Doctor Harrison, the district presenter, explained the district’s approach to middle‑grade electives and pathway alignment during the Sept. 23 board meeting.
“I'm thankful for the opportunity to give you some insight and window into our middle school electives and pathways,” Doctor Harrison said, outlining courses and plans at Torch Middle School, Edgewood Academy and Don Julian Elementary.
Harrison described the district’s model: students at the three sites are “cored” for core instruction (fewer teachers covering multiple subjects) and access electives and PE outside that core. Torch, the single 6–8 middle school, offers single‑subject music and high‑school credit Spanish, standalone esports and engineering electives, and a new elective “wheel” that cycles through art, financial literacy, health and nutrition and computer systems. Edgewood and Don Julian—both TK–8—use wheels that include esports, financial literacy and music; Don Julian recently added a middle‑school music section and the district is exploring a split position funded by Prop 28 that would serve Don Julian and the high school.

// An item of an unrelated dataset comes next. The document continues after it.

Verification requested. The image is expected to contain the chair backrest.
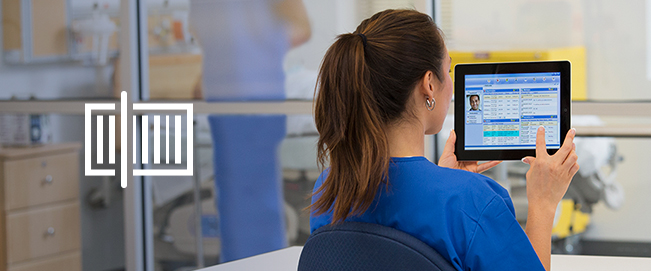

Harrison also reported districtwide enrichment and after‑school offerings: esports at all three sites, 3‑D printing and design clubs, and athletics organized with Think Together, including team travel, coaches and uniforms. He described planned pilots and expansions: an AI‑assisted coding program to help students learn to code and build games; more tailored CTE curriculum for wheels; and outreach to Greater Scouts of Los Angeles to create scouting troops at sites.
Board members praised the expansion of music at Don Julian and the focus on aligning middle school electives with high‑school pathways. Several board members said they will follow up on the “wheel” model and the piloting of AI coding and other CTE options.
No formal board action was required; staff said they will return with staffing proposals and any necessary funding requests for positions or pilots.